You're making me feel old.  17?  What's up with that?

Happy birthday, to those celebrating.

Happy unbirthday to sotmh, myself and any others celebrating.


----------



## Kaiyosama (Feb 4, 2003)

Is there a problem with being 17?  Man, people around here are so old...  

But then, it ain't my birthday.


----------



## Mark (Feb 4, 2003)

Happy B-Day Greg (and everyone)!


----------



## Darkness (Feb 4, 2003)

Happy birthday, Greg!

And you can't be _that_ old.


----------



## Piratecat (Feb 4, 2003)

Happy birthday!


----------



## Airwolf (Feb 4, 2003)




----------



## Wulf Ratbane (Feb 4, 2003)

And let me tell you folks, the dinkeldog is ooooolllllddd!

But young at heart, eh?

Happy b-day Greg and all the rest!


Wulf


----------



## randomling (Feb 4, 2003)

Hope you have/had a great birthday Dinkeldog!

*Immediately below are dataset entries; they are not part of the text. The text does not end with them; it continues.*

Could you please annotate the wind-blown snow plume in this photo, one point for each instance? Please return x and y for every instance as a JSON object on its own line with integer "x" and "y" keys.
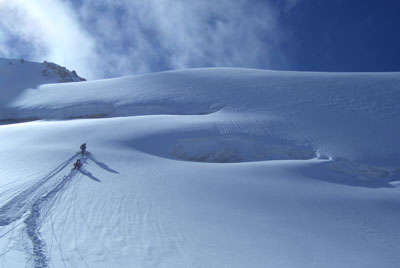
{"x": 109, "y": 38}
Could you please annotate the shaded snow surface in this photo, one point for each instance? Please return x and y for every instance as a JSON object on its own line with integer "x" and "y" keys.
{"x": 203, "y": 168}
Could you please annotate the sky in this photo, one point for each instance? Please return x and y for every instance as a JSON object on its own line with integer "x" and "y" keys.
{"x": 110, "y": 38}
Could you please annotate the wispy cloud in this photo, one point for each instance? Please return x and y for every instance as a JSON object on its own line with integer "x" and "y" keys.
{"x": 103, "y": 38}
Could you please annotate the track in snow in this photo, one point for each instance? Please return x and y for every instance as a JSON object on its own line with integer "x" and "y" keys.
{"x": 36, "y": 202}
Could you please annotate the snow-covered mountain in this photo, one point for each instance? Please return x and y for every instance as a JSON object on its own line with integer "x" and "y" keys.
{"x": 217, "y": 167}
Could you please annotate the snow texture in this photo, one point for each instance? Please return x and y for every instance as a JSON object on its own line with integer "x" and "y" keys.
{"x": 217, "y": 167}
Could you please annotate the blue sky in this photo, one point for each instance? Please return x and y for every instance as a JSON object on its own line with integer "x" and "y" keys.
{"x": 108, "y": 38}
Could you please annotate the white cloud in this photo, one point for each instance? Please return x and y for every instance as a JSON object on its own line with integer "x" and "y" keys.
{"x": 119, "y": 37}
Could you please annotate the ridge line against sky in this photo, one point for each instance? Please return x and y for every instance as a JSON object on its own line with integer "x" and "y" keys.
{"x": 109, "y": 38}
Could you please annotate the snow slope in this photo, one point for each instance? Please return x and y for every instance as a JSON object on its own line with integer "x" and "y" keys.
{"x": 203, "y": 168}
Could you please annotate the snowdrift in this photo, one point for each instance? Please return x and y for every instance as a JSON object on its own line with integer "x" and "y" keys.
{"x": 216, "y": 167}
{"x": 248, "y": 115}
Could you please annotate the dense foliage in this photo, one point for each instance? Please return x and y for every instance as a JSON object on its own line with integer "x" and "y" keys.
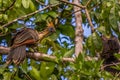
{"x": 15, "y": 14}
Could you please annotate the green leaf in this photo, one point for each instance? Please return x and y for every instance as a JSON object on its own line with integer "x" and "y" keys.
{"x": 46, "y": 69}
{"x": 7, "y": 75}
{"x": 69, "y": 53}
{"x": 113, "y": 19}
{"x": 32, "y": 6}
{"x": 18, "y": 3}
{"x": 67, "y": 30}
{"x": 25, "y": 3}
{"x": 52, "y": 14}
{"x": 35, "y": 73}
{"x": 90, "y": 44}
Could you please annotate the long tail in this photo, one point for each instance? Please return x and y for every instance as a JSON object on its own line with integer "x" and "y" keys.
{"x": 17, "y": 55}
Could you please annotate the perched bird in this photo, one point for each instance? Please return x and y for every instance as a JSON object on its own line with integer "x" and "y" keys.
{"x": 110, "y": 47}
{"x": 23, "y": 38}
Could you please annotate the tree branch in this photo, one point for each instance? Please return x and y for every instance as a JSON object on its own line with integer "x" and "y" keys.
{"x": 78, "y": 5}
{"x": 88, "y": 3}
{"x": 10, "y": 6}
{"x": 89, "y": 20}
{"x": 25, "y": 16}
{"x": 79, "y": 29}
{"x": 42, "y": 56}
{"x": 37, "y": 56}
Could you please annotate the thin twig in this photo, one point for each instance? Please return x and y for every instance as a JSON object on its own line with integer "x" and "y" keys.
{"x": 96, "y": 5}
{"x": 42, "y": 56}
{"x": 81, "y": 6}
{"x": 25, "y": 16}
{"x": 113, "y": 64}
{"x": 89, "y": 20}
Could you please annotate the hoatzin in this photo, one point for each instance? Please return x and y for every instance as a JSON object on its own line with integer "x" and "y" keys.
{"x": 23, "y": 38}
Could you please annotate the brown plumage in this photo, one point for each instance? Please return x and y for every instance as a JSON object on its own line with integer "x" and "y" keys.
{"x": 23, "y": 38}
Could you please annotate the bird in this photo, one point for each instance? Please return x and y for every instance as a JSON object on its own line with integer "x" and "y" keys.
{"x": 23, "y": 38}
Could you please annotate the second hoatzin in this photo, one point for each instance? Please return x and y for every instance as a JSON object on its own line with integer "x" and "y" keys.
{"x": 24, "y": 38}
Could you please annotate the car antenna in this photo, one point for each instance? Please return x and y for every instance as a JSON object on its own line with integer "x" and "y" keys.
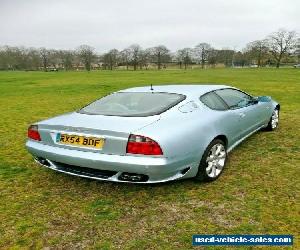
{"x": 151, "y": 87}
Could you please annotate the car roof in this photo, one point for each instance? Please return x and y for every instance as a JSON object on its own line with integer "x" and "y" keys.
{"x": 188, "y": 90}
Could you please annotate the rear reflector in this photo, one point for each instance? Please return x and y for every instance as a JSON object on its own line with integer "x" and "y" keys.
{"x": 33, "y": 133}
{"x": 138, "y": 144}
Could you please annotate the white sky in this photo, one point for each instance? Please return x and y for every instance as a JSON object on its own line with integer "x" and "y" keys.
{"x": 108, "y": 24}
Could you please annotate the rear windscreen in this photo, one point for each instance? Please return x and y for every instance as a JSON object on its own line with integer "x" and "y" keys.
{"x": 133, "y": 104}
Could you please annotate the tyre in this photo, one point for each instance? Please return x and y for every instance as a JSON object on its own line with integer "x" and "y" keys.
{"x": 213, "y": 161}
{"x": 274, "y": 120}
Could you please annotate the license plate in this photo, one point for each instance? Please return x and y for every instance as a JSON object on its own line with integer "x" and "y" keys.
{"x": 76, "y": 140}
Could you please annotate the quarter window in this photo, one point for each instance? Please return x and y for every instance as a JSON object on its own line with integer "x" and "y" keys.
{"x": 213, "y": 101}
{"x": 234, "y": 98}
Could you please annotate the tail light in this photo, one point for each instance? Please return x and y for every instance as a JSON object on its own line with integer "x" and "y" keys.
{"x": 33, "y": 133}
{"x": 138, "y": 144}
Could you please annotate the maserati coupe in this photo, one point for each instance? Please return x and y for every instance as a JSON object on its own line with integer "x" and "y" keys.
{"x": 152, "y": 134}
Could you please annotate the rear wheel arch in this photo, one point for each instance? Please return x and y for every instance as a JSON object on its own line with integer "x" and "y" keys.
{"x": 222, "y": 138}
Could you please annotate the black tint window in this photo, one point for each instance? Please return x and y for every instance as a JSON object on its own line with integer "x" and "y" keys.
{"x": 133, "y": 104}
{"x": 213, "y": 101}
{"x": 234, "y": 98}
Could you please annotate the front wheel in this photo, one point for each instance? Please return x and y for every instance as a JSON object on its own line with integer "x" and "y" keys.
{"x": 274, "y": 120}
{"x": 213, "y": 161}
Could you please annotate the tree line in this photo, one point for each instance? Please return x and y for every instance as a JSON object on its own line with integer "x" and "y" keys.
{"x": 278, "y": 47}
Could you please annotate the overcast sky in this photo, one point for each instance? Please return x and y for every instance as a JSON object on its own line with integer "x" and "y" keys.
{"x": 66, "y": 24}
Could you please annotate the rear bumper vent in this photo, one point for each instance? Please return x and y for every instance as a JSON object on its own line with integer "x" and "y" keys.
{"x": 88, "y": 172}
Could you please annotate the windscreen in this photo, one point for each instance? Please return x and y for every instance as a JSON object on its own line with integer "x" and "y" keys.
{"x": 133, "y": 104}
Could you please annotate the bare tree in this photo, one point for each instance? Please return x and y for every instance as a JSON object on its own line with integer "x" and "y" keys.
{"x": 202, "y": 52}
{"x": 135, "y": 50}
{"x": 125, "y": 57}
{"x": 160, "y": 55}
{"x": 184, "y": 56}
{"x": 45, "y": 58}
{"x": 67, "y": 58}
{"x": 257, "y": 50}
{"x": 280, "y": 43}
{"x": 86, "y": 54}
{"x": 144, "y": 58}
{"x": 111, "y": 58}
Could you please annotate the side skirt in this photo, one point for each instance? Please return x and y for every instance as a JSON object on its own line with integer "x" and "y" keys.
{"x": 245, "y": 137}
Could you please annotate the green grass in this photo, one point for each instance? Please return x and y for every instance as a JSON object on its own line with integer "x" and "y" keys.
{"x": 258, "y": 192}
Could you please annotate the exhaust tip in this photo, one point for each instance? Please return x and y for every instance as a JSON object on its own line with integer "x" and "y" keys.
{"x": 42, "y": 161}
{"x": 133, "y": 177}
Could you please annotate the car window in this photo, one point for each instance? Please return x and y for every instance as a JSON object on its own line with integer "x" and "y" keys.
{"x": 234, "y": 98}
{"x": 213, "y": 101}
{"x": 133, "y": 104}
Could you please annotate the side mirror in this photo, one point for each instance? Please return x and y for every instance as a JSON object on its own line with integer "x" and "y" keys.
{"x": 255, "y": 100}
{"x": 264, "y": 98}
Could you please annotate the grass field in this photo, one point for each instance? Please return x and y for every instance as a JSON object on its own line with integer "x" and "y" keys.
{"x": 258, "y": 192}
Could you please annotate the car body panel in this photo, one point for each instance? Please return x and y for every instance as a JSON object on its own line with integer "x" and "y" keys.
{"x": 183, "y": 132}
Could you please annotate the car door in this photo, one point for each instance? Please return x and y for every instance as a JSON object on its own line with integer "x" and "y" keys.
{"x": 242, "y": 106}
{"x": 226, "y": 121}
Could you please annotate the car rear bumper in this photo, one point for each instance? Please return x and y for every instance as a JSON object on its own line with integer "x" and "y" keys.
{"x": 111, "y": 167}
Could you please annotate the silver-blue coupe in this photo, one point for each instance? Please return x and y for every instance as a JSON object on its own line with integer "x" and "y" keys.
{"x": 152, "y": 134}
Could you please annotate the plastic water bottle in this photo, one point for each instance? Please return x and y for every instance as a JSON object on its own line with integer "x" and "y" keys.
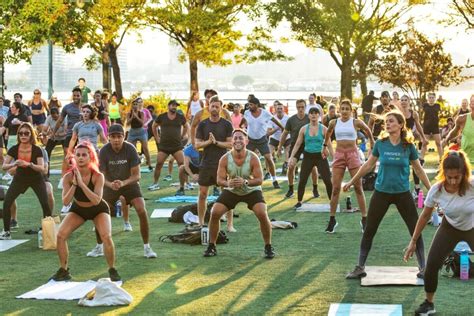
{"x": 420, "y": 199}
{"x": 40, "y": 239}
{"x": 118, "y": 209}
{"x": 464, "y": 263}
{"x": 205, "y": 235}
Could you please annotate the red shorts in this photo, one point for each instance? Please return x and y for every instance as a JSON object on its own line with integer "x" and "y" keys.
{"x": 346, "y": 158}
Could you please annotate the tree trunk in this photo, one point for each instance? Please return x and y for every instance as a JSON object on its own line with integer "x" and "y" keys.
{"x": 194, "y": 86}
{"x": 116, "y": 72}
{"x": 346, "y": 78}
{"x": 106, "y": 75}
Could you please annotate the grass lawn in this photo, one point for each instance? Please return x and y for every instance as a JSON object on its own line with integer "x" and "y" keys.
{"x": 305, "y": 277}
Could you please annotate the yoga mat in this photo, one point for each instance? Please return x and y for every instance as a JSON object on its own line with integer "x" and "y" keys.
{"x": 8, "y": 244}
{"x": 63, "y": 290}
{"x": 339, "y": 309}
{"x": 184, "y": 199}
{"x": 161, "y": 212}
{"x": 316, "y": 208}
{"x": 377, "y": 275}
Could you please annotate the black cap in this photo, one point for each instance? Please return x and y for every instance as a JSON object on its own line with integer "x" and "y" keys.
{"x": 254, "y": 100}
{"x": 116, "y": 129}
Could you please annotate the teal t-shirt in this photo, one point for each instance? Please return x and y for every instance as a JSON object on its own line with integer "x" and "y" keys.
{"x": 394, "y": 169}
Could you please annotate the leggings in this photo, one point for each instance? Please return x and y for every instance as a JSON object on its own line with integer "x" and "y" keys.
{"x": 444, "y": 242}
{"x": 309, "y": 161}
{"x": 19, "y": 185}
{"x": 378, "y": 207}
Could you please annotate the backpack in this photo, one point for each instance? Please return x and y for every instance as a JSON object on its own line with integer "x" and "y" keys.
{"x": 192, "y": 236}
{"x": 368, "y": 181}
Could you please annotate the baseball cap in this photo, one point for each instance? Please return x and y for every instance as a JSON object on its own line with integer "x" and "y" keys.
{"x": 116, "y": 129}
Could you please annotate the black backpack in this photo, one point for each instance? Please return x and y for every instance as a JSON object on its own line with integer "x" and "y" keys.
{"x": 368, "y": 181}
{"x": 192, "y": 236}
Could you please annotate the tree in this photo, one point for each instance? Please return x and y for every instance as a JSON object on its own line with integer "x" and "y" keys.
{"x": 417, "y": 65}
{"x": 348, "y": 29}
{"x": 206, "y": 31}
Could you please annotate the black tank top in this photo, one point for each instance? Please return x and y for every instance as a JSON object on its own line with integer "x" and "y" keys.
{"x": 79, "y": 194}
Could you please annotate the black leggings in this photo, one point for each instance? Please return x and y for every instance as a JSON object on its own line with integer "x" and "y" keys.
{"x": 309, "y": 161}
{"x": 19, "y": 186}
{"x": 378, "y": 207}
{"x": 444, "y": 242}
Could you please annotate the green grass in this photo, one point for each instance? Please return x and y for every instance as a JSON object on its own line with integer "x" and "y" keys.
{"x": 306, "y": 276}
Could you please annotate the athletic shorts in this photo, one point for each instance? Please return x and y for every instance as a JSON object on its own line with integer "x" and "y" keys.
{"x": 346, "y": 158}
{"x": 259, "y": 144}
{"x": 230, "y": 200}
{"x": 275, "y": 142}
{"x": 137, "y": 134}
{"x": 207, "y": 176}
{"x": 89, "y": 213}
{"x": 299, "y": 152}
{"x": 129, "y": 192}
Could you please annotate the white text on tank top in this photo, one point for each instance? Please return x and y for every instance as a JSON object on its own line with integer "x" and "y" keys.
{"x": 257, "y": 126}
{"x": 345, "y": 130}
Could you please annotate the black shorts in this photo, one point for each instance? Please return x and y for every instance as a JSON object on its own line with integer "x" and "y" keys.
{"x": 298, "y": 153}
{"x": 89, "y": 213}
{"x": 129, "y": 192}
{"x": 230, "y": 200}
{"x": 207, "y": 176}
{"x": 275, "y": 142}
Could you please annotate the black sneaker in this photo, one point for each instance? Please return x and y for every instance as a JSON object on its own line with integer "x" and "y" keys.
{"x": 426, "y": 308}
{"x": 61, "y": 275}
{"x": 357, "y": 273}
{"x": 269, "y": 252}
{"x": 113, "y": 275}
{"x": 331, "y": 227}
{"x": 211, "y": 251}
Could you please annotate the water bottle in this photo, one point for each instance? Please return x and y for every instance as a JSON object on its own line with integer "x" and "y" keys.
{"x": 420, "y": 199}
{"x": 464, "y": 262}
{"x": 348, "y": 203}
{"x": 118, "y": 209}
{"x": 205, "y": 235}
{"x": 40, "y": 239}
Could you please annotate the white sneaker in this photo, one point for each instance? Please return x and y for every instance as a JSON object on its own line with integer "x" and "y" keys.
{"x": 154, "y": 187}
{"x": 98, "y": 251}
{"x": 127, "y": 227}
{"x": 149, "y": 253}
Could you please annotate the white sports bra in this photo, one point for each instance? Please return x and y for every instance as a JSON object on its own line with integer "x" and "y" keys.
{"x": 345, "y": 130}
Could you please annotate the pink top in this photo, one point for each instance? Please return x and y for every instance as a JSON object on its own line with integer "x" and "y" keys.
{"x": 236, "y": 120}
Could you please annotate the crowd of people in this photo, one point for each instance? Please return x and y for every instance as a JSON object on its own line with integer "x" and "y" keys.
{"x": 218, "y": 145}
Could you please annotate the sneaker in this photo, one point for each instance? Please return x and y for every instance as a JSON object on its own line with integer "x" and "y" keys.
{"x": 97, "y": 251}
{"x": 331, "y": 229}
{"x": 149, "y": 253}
{"x": 211, "y": 251}
{"x": 357, "y": 273}
{"x": 61, "y": 275}
{"x": 113, "y": 275}
{"x": 14, "y": 224}
{"x": 127, "y": 227}
{"x": 154, "y": 187}
{"x": 5, "y": 235}
{"x": 269, "y": 252}
{"x": 426, "y": 308}
{"x": 66, "y": 208}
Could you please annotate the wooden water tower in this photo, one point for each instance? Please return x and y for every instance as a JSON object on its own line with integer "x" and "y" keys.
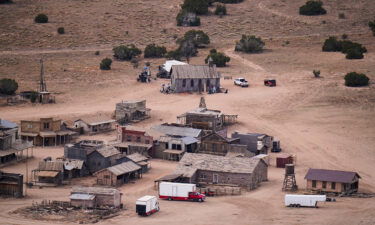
{"x": 289, "y": 183}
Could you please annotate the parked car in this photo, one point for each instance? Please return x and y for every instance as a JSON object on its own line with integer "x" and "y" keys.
{"x": 147, "y": 205}
{"x": 304, "y": 200}
{"x": 180, "y": 191}
{"x": 241, "y": 82}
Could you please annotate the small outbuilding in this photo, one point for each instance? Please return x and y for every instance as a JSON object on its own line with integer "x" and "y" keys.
{"x": 83, "y": 196}
{"x": 335, "y": 181}
{"x": 283, "y": 159}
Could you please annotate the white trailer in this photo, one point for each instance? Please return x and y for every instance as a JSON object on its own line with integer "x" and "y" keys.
{"x": 147, "y": 205}
{"x": 179, "y": 191}
{"x": 304, "y": 200}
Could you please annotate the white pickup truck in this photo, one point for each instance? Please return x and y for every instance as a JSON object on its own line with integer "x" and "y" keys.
{"x": 241, "y": 82}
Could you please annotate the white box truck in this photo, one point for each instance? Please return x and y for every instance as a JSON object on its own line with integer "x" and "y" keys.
{"x": 180, "y": 191}
{"x": 147, "y": 205}
{"x": 304, "y": 200}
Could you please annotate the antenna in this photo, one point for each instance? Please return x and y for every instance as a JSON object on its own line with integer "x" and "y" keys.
{"x": 42, "y": 83}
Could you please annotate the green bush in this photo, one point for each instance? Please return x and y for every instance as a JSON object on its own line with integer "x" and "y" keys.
{"x": 230, "y": 1}
{"x": 123, "y": 52}
{"x": 8, "y": 86}
{"x": 371, "y": 24}
{"x": 198, "y": 37}
{"x": 312, "y": 8}
{"x": 61, "y": 30}
{"x": 220, "y": 10}
{"x": 184, "y": 18}
{"x": 354, "y": 79}
{"x": 218, "y": 58}
{"x": 249, "y": 44}
{"x": 41, "y": 18}
{"x": 106, "y": 64}
{"x": 200, "y": 7}
{"x": 154, "y": 51}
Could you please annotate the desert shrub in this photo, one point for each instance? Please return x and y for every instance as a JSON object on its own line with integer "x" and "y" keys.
{"x": 8, "y": 86}
{"x": 371, "y": 24}
{"x": 218, "y": 58}
{"x": 230, "y": 1}
{"x": 6, "y": 1}
{"x": 312, "y": 8}
{"x": 220, "y": 10}
{"x": 61, "y": 30}
{"x": 354, "y": 79}
{"x": 185, "y": 19}
{"x": 249, "y": 44}
{"x": 41, "y": 18}
{"x": 174, "y": 54}
{"x": 106, "y": 64}
{"x": 123, "y": 52}
{"x": 354, "y": 53}
{"x": 154, "y": 51}
{"x": 331, "y": 45}
{"x": 316, "y": 73}
{"x": 198, "y": 37}
{"x": 200, "y": 7}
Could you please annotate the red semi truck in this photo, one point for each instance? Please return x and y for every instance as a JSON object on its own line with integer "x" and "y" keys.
{"x": 180, "y": 191}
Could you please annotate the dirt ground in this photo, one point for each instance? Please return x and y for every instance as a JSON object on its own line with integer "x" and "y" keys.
{"x": 322, "y": 122}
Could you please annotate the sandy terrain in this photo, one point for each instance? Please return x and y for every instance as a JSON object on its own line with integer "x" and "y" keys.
{"x": 324, "y": 123}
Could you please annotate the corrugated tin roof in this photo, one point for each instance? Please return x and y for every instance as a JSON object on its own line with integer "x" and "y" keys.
{"x": 136, "y": 157}
{"x": 194, "y": 71}
{"x": 331, "y": 175}
{"x": 51, "y": 165}
{"x": 178, "y": 131}
{"x": 169, "y": 63}
{"x": 191, "y": 162}
{"x": 94, "y": 190}
{"x": 82, "y": 197}
{"x": 123, "y": 168}
{"x": 6, "y": 124}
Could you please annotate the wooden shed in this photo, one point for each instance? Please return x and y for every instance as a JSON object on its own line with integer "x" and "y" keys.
{"x": 283, "y": 159}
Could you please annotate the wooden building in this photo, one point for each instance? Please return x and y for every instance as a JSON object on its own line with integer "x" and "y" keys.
{"x": 206, "y": 119}
{"x": 256, "y": 143}
{"x": 45, "y": 132}
{"x": 49, "y": 173}
{"x": 102, "y": 196}
{"x": 133, "y": 140}
{"x": 335, "y": 181}
{"x": 11, "y": 147}
{"x": 118, "y": 174}
{"x": 11, "y": 184}
{"x": 131, "y": 111}
{"x": 94, "y": 124}
{"x": 207, "y": 169}
{"x": 195, "y": 78}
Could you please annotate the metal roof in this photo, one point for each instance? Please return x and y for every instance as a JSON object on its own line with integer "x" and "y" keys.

I'm 22, going on 23, by the way.


----------



## Crothian (Feb 4, 2003)

Happy Birthday and yes, there are people around here that are too young.  It's funny to have people around who you have gamed longer then they have, well been around


----------



## Sir Osis of Liver (Feb 4, 2003)

Happy birthday!  Remeber age brings wisdom...and other, stuff.


----------



## Crothian (Feb 4, 2003)

Sir Osis of Liver said:
			
		

> *Happy birthday!  Remember age brings wisdom...and other, stuff. *




Ya, but you have to be 35 to get that +1 to wisdom, Intelligence, and Charisma.


----------



## Darkness (Feb 4, 2003)

randomling said:
			
		

> *I'm 22, going on 23, by the way.  *



Same here, except that I'm two years older.


----------



## Dragongirl (Feb 5, 2003)

randomling said:
			
		

> *I'm 22, going on 23, by the way.  *



I am 22 also, but yet to decide if I will be getting 23 or moving to a different age.


----------



## KitanaVorr (Feb 5, 2003)

Geez...young'uns


----------